Tarihçiler, araştırıcılar elbette ağzı bozuk, küfürbaz olmamalıdır. Eski padişahlara, atalarımıza hakeret etmek ne kadar ayıp ve çirkin ise, yakın tarihimizdeki bazı şahsiyetlere hakaret etmek, âdi bir lisanla söğmek o kadar ayıptır. Ancak söğüp saymak başka, tarihî araştırma yapmak, olumsuz işleri belgelerin ve sahih bilgilerin ışığında ortaya sermek başkadır.

Türkiye'deki iç-yağma hareketi 1909'da, Hareket Ordusu'nun Selanik'ten İstanbul'a gelmesi, Sultan Abdülhamid'i tahttan indirmesi ve Yıldız Saray-ı Hümayununu yağma etmesiyle başlamıştır. Genç nesillerimiz YıldızYağması hakkında ne biliyor? Bu yağmada kimler, ne kadar mal götürmüştür? İttihatçılar yıkıldıktan, elebaşları yurtdışına kaçtıktan sonra, sanırım 1919 yılına ait bir İkdam gazetesinde Yıldız Sarayı yağmasından pay almış bazı önemli şahsiyetlerin isimleri verilmişti. Ben bu isimleri, bundan kırk sene kadar önce Yeni İstiklal'da yayınlamıştım. Hattâ, sakıncalı olduğu için bir zatın ismini karalamak zorunda kalmıştım. Cesur tarihçilerimizin bu gibi meseleler ve konular üzerinde derin ve ciddi araştırmalar yapmaları gerekir. Yaparlarsa başları belâya girebilirmiş. Girsin! Gerçeklere hizmet etmek, ülkesine, tarihine, kültürüne hizmet etmek o kadar kolay değildir.

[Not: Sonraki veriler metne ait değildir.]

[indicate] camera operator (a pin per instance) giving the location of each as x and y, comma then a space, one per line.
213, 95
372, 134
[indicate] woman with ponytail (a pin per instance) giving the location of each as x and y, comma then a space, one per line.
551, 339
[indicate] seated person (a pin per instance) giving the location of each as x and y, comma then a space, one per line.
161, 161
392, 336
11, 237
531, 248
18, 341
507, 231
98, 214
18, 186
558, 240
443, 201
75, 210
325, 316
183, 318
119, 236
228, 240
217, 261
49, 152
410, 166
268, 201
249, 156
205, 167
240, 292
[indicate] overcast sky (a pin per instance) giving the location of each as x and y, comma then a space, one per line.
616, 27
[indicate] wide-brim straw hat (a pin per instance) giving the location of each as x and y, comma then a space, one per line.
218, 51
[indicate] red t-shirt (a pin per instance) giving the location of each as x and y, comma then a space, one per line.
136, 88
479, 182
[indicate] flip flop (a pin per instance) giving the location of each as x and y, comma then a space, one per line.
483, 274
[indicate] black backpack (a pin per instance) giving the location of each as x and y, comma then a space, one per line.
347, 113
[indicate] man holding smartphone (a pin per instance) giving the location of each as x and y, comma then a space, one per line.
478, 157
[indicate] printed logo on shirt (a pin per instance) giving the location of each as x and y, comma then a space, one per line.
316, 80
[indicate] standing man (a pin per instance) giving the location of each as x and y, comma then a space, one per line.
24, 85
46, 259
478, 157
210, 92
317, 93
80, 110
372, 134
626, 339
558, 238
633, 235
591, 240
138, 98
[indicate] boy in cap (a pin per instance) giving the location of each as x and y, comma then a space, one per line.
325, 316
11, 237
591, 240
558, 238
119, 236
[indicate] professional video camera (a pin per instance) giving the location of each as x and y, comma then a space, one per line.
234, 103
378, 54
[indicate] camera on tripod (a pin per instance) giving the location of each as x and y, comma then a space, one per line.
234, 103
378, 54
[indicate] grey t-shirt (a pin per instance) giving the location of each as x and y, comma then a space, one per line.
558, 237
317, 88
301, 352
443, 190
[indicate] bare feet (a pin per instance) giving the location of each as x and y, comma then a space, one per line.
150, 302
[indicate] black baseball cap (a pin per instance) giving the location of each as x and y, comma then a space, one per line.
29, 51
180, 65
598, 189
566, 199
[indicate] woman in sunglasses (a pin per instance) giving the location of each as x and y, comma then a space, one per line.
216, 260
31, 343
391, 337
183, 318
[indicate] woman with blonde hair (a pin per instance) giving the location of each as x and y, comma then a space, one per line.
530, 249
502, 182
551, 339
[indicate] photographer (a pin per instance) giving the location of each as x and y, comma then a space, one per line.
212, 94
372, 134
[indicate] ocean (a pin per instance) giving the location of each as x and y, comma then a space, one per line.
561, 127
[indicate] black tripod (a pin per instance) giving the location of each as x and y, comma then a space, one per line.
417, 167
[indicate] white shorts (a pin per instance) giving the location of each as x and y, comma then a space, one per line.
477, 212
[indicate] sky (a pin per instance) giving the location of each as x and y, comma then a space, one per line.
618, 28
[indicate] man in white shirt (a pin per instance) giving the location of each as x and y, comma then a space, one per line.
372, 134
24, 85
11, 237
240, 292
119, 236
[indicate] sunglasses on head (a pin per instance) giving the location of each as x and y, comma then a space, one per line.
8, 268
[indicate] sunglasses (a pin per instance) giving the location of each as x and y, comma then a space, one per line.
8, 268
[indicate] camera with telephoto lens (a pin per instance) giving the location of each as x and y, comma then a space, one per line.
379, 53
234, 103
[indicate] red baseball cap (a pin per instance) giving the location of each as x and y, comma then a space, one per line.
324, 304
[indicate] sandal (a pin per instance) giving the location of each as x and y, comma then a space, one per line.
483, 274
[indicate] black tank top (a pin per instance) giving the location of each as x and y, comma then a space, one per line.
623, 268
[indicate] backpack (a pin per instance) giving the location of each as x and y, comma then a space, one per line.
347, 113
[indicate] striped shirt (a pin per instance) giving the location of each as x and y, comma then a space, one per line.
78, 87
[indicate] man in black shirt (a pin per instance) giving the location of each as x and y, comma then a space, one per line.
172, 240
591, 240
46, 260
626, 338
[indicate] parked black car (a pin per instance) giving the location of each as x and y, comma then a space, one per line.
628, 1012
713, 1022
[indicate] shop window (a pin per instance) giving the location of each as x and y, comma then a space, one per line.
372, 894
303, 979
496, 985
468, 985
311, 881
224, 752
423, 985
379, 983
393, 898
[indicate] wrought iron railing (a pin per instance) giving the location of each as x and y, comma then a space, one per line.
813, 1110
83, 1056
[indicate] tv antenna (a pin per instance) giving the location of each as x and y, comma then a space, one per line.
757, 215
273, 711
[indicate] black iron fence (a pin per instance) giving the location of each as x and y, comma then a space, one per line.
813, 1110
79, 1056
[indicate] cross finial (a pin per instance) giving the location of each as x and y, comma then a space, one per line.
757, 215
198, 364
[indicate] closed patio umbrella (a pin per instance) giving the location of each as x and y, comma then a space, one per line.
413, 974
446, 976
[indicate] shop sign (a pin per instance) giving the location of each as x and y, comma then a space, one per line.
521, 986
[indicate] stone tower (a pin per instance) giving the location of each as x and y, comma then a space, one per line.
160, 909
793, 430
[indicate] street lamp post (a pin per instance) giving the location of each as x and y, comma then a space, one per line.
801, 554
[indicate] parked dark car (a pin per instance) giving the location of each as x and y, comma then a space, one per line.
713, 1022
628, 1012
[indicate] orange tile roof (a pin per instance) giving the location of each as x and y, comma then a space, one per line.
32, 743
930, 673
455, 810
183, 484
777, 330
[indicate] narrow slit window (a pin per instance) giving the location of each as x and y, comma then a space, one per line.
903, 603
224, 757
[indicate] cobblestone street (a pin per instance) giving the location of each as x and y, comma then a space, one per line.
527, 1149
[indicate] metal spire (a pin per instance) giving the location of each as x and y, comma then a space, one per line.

Devlet arşivlerindeki bazı belgeler maalesef kasıtlı olarak kaybedilmiştir. Mesela Sabatay Sevi ve Sabataycılar hakkında hiçbir belge bırakılmamıştır. Belgeleri bulamasak bile, bunları kimler, ne maksatla yok etmiş oldukları konusunda ilmî ve ciddî araştırmalar yapılması, yayınlanması gerekmez mi?

Bazı arşiv belgelerinin Arşiv binalarından ve depolarından alınıp başka yerlerde saklandığı söyleniyor. Bu husus da araştırılmalıdır.

Bilmemek ayıp değil, öğrenmemek ayıptır.

Yakın tarihimizin gizli, karanlık, olumsuz tarafları hakkında şimdiye kadar binlerce kitapta, ilmî makalede perakende cümleler yazılmış, ipuçları verilmiş, üstü kapalı ifşaatta bulunulmuştur.Bunlar taransa, tasnif edilse ve bir derleme külliyatı yayınlansa, bu külliyata çok geniş bir isimler ve mevzular indeksi konulsa ne kadar iyi olur.

Ah ne yazık ki, böyle kültür işlerini şifahî, bedevî, varoş zihniyetli toplumlar yapamaz.

Goethe ölümünden kısa bir müddet önce, hasta yatağından şöyle seslenmiş: "Pencereleri açınız, biraz daha fazla ışık girsin..."

Türkiye'nin percereleri sonuna kadar açılsın. Biraz daha fazla aklı, iz'an, ışık, kültür, araştırma istiyoruz.